Mais même avec une D.A. à couper le souffle, un jeu a besoin d’un gameplay, d’une expérience, qui marque au moins autant. La démo publiée par Xbox il y a quelques semaines nous laissait entrevoir une belle aventure au long cours en open world. Nous avons donc remis notre chèche pour aller affronter le vent sec du désert…
(Test de Sable réalisée sur Xbox Series X via une copie du jeu fournie par l’éditeur)
La Neige au Sahara
Pas de vraie raison derrière cette utilisation du titre d’Anggun si ce n’est l’envie de le déterrer, et le thème du désert. On avait découvert Sable via une démo qui nous laissait jouer à l’introduction de l’aventure. Bien que courte, cette démo nous avait permis de découvrir la direction artistique folle du jeu, et grossièrement son gameplay. Mais surtout, elle nous avait donné terriblement envie de découvrir plus en avant son monde ouvert, promesse d’une grande et belle aventure.

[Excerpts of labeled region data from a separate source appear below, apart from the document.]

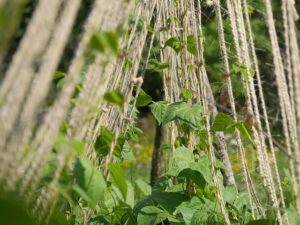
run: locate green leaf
[108,163,127,199]
[211,113,235,132]
[164,37,183,54]
[94,126,114,156]
[73,157,106,207]
[136,89,152,107]
[104,89,124,107]
[147,59,170,72]
[150,101,168,124]
[90,31,119,55]
[121,141,135,161]
[181,88,193,102]
[246,219,274,225]
[138,205,180,225]
[187,35,197,55]
[162,102,203,130]
[71,140,85,155]
[167,147,194,176]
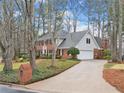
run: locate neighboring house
[36,31,100,59]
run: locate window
[86,38,90,44]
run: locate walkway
[26,60,119,93]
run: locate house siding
[76,33,99,51]
[76,33,99,59]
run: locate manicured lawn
[104,63,124,70]
[0,59,79,83]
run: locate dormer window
[86,38,90,44]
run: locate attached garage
[77,50,94,60]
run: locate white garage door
[77,50,93,60]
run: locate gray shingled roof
[58,31,87,49]
[94,37,101,47]
[38,31,68,41]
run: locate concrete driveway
[26,60,120,93]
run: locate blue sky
[34,0,87,31]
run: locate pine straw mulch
[103,69,124,93]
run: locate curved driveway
[26,60,120,93]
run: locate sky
[34,0,88,31]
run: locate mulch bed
[103,69,124,93]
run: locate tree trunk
[29,49,36,70]
[118,0,123,61]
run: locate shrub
[103,50,111,60]
[19,53,29,59]
[35,51,40,59]
[67,47,80,58]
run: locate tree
[47,0,67,67]
[68,47,80,59]
[0,0,15,72]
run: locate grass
[0,59,79,84]
[104,63,124,70]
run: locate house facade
[36,31,100,60]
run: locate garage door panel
[77,50,93,59]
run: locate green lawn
[104,63,124,70]
[0,59,79,83]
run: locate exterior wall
[76,33,100,60]
[101,39,110,49]
[76,33,99,51]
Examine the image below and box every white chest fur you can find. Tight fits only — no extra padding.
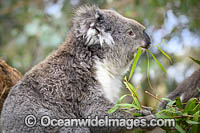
[96,61,131,103]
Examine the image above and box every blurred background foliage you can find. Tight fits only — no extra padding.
[0,0,200,106]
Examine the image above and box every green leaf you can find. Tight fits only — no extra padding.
[128,47,142,80]
[183,98,196,112]
[146,52,153,89]
[193,103,200,112]
[161,97,172,102]
[117,94,130,104]
[189,56,200,65]
[156,46,172,63]
[108,105,118,114]
[176,97,183,109]
[146,49,167,74]
[186,120,200,125]
[192,111,200,121]
[117,103,140,110]
[175,123,186,133]
[167,101,176,106]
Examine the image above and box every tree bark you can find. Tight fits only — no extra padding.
[0,58,23,112]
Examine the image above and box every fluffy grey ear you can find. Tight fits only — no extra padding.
[73,6,114,46]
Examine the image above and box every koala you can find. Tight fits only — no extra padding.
[158,69,200,108]
[1,6,154,133]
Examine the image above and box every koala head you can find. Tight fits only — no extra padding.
[73,6,150,75]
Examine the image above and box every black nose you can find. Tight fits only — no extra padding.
[143,31,151,48]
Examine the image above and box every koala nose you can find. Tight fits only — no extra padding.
[143,31,151,48]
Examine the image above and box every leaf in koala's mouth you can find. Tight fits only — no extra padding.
[128,47,142,80]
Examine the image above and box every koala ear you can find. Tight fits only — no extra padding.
[73,6,114,46]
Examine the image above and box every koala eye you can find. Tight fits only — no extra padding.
[128,30,136,37]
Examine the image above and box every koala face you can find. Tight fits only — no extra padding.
[73,6,150,74]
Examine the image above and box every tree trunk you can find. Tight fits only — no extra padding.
[0,58,23,112]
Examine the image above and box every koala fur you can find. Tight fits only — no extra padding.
[158,69,200,108]
[1,6,153,133]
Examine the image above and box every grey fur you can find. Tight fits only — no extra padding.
[1,6,154,133]
[159,69,200,108]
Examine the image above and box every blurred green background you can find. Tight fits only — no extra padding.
[0,0,200,106]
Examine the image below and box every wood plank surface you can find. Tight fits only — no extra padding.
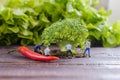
[0,46,120,80]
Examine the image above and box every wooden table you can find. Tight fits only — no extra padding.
[0,46,120,80]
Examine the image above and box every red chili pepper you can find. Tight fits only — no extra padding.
[18,46,59,61]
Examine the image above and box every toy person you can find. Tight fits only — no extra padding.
[34,43,43,54]
[75,46,83,58]
[83,40,91,57]
[44,46,50,56]
[65,44,73,57]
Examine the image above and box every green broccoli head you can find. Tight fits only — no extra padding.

Bonne nouvelle, notre enthousiasme n’est pas retombé, et la promesse est bien tenue.
La démo (qu’il faudra refaire en passant au jeu complet) s’arrêtait alors que Sable – le nom de l’héroïne – était sur le point de quitter son village. Elle arrive en effet à cet âge où il lui appartient de choisir la direction qu’elle donnera à sa vie. Et pour ce faire, la tradition veut qu’elle aille parcourir le monde pour multiplier les rencontres et les expériences, et ainsi découvrir sa vocation.
Un point de départ parfait pour un jeu en monde ouvert : un appel à l’aventure et à l’exploration où le joueur et le personnage auront toujours raison de sortir un peu du cadre des missions pour aller voir du pays.
J’écris ton nom
Le jeu se repose ainsi beaucoup sur ce gameplay « organique » qui avait tant plu dans Breath of the Wild. Que ce soit en ville ou dans les plaines désertiques, on se plaît à errer, à se diriger à l’envie, à découvrir les paysages, à aller voir cette forme qui semble poindre à l’horizon. Et la curiosité est souvent récompensée. On tombera ainsi sur les ruines d’un appareil qui contient encore des bribes de souvenirs de ce qui s’est passé « avant », sur une usine dont on peine à comprendre la fonction, sur une serre étonnante au milieu du désert… Petit bémol néanmoins concernant la faune de l’univers de Sable, quasiment inexistante.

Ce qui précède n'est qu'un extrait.